発がんの分子機構に関する研究(ヒトがんの発生ならびに転移を抑制する遺伝子の解析)(総括研究報告書)

P19細胞にヒトBMP-4 cDNAをトランスフェクトするとpTLx-レポーターの活性化が見られるが、DAN を同時に発現させるとそれが抑制されることを見い出した。P19細胞へのrhBMP-2の添加により、Smad-1のリン酸化が惹起される系を確立した。in vitroにおいて
DANとBMP-2が結合することを確認した。マウス骨芽細胞(MC3T3E1)の骨分化の開始後の初期(4日目)からDANの発現が誘導されてくることが判明した。DANは哺乳動物の成体各組織で高発現していることから、アフリカツメガエルの初期胚におけるBMPのアンタゴニスト以外の役割を担っていることが推察される。
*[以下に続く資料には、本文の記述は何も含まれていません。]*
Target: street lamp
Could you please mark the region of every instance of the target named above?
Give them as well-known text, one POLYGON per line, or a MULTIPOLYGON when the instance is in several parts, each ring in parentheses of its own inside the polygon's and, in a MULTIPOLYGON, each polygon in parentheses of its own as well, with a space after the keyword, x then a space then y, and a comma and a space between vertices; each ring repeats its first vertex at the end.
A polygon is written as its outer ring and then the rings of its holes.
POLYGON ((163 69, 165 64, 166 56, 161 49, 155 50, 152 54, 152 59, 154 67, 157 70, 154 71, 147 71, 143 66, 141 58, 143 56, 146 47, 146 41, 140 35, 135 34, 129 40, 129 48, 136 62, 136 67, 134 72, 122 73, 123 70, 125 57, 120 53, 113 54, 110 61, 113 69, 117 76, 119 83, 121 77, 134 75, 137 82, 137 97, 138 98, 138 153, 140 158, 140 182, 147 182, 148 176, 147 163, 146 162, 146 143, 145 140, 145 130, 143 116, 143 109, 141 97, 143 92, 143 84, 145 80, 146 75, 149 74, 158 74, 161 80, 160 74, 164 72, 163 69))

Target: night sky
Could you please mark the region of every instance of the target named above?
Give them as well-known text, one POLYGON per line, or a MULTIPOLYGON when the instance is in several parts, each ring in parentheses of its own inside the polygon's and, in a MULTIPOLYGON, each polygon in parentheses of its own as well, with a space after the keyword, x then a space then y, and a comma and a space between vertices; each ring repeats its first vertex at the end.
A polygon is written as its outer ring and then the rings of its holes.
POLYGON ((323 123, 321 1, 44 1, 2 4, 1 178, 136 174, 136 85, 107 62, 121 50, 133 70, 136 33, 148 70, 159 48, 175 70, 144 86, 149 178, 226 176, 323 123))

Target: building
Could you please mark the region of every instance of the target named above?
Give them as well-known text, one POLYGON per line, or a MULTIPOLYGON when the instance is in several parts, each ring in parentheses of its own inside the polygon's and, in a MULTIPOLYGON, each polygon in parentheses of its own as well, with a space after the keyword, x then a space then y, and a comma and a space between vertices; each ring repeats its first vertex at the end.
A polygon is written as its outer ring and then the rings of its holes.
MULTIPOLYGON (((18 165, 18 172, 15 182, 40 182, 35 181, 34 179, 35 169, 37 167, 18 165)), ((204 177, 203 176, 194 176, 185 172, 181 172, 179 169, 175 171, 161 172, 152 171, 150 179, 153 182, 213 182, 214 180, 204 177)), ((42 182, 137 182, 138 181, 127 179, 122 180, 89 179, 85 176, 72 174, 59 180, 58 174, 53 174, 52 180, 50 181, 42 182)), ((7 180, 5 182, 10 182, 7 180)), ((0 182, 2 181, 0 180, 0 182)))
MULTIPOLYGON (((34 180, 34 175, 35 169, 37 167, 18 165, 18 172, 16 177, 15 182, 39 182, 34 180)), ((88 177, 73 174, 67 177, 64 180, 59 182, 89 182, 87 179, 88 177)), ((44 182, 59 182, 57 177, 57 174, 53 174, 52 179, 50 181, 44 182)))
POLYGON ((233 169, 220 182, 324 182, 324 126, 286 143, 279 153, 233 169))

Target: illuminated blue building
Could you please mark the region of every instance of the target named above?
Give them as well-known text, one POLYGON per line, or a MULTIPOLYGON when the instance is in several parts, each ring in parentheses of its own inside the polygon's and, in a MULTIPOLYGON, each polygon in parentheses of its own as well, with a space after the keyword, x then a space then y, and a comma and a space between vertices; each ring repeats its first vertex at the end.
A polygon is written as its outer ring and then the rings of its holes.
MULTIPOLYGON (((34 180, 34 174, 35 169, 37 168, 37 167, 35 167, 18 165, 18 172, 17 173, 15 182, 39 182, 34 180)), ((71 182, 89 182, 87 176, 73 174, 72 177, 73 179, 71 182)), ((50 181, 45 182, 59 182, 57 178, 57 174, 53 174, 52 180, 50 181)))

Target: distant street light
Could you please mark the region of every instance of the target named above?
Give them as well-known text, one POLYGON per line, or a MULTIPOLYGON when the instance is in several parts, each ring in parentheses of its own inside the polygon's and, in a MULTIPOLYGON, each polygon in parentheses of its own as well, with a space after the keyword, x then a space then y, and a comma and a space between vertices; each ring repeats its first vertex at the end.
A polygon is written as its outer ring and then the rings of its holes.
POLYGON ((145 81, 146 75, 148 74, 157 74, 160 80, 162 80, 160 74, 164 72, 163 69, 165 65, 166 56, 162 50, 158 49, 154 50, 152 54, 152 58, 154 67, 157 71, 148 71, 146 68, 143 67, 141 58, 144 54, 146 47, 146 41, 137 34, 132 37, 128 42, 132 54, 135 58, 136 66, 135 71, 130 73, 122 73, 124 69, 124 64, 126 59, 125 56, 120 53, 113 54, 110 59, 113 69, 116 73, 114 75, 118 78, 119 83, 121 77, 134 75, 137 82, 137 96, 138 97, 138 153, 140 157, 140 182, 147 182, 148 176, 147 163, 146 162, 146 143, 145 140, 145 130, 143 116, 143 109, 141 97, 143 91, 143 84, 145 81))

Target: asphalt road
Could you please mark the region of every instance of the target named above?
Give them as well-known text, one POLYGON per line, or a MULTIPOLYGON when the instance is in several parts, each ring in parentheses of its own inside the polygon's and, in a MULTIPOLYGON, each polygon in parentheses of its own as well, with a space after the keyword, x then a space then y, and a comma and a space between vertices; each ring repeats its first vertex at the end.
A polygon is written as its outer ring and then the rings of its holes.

今後は成体におけるDANの作用機序を特に細胞増殖抑制能の観点から究明する。2) DAN遺伝子をコードするゲノムDNAをクローン化し、エクソン領域のマッピングを行った後、置換型ベクターを作成し、R1ES細胞に導入した。G418耐性クローン240の内、2クローンについて相同組換え体であることが確認された。これらの2クローンを用いて、キメラマウスを作成し、内1クローンから生殖系列のキメラが作成された。ニワトリDANは胚発生の初期において様々な組織においてダイナミックに発現していることが示され、BMPファミリーの実行濃度を滴定して細胞機能を制御する可能性が示唆された。3)1p36.3 領域にマップされているがん抑制遺伝子候補である p73 について解析し、次の点を明らかにした。神経芽腫と肺がんで見られたP405RとP425Lの変異が存在するp53 にはない p73 の COOH-末端領域の機能を知るために、p73a の種々の変異体を作製し、それらの機能を調べた。まず、p21, Mdm2, Bax のプロモーターを持つ各ルシフェラーゼレポーターを用いたアッセイの結果、p73a の COOH-末端領域(アミノ酸 549-636)を欠失した変異体では、野生型の p73a に比べて顕著な転写活性化能の増強が観察された。さらに、機能的な p53 を欠く Saos-2 細胞を用いたコロニー形成実験を行った結果、p73a の同領域を欠失した変異体では、野生型の p73a に比べて顕著な細胞増殖抑制能の阻害が観察された。 また、P405RまたはP425Lの変異をもつ p73a を同様の系で解析したところ、p73a (P425L) で転写活性化能の抑制とアポトーシス誘導能の低下が見られた。4)神経芽細胞腫、肺がん、乳がん、肝がんなどにおけるヒト1番染色体短腕の共通欠失領域(1p36.2-p36.3)に神経芽細胞腫株で0.5Mbのホモ欠失を見出し、800 kb に及ぶ PAC コンティグを作成した。現在までに約 60% のシークェンスを完了し、ホモ欠失が 500 kb であること、少なくとも6つの遺伝子が存在し、そのうちの3つは神経芽腫の予後良好なものでは高く発現し予後不良なものでは低くなっていることを明らかにした。 ヒト1番染色体でのがんにおけるホモ欠失の報告はこれが初めてであり、これまでに同定された遺伝子並びに未同定のものも含めてその機能解析を行うことがが必須である。また、大腸がんの LOH 解析から共通欠失領域と同定された1p35 領域(約 3 Mb)のBAC コンティグを作成した。現在、部分シークエンスから EST を同定し、候補遺伝子の同定作業を進めている。5)マウスメラノーマ細胞B16由来で低転移性(F1)と高転移性(BL6)の細胞株間で血管新生能とその調節機構を検討し、以下の知見を得た。腫瘍血管新生能、低酸素下におけるVEGF mRNAの発現、VEGFプロモーターを用いたレポーターの活性の何れにおいてもBL6で高値を示した。さらに、低酸素下におけるHIF1-a の発現量がBL6において顕著に亢進していることが判明した。最近、VHLがHIF1-a の安定化に関与していることが報告され、BL6細胞においてもVHLが関わっている可能性がある。一方、P29細胞をDMSO処理し(2%, 5日間)転移能の亢進した細胞で高発現または抑制される遺伝子として夫々epithelin、ST1/T1/Fit1を同定した。この系の特徴は単一クローンで転移能の差異のみを指標としているため、他の転移能比較実験系において問題となる遺伝子レベルでの差を無視できる点にある。epithelin、ST1/T1/Fit1 遺伝子発現の挙動はすでに樹立されている各種の高及び低転移性細胞株でも同様であった。今後、遺伝子導入法等により、これら遺伝子の転移能への関与を検討していく予定である。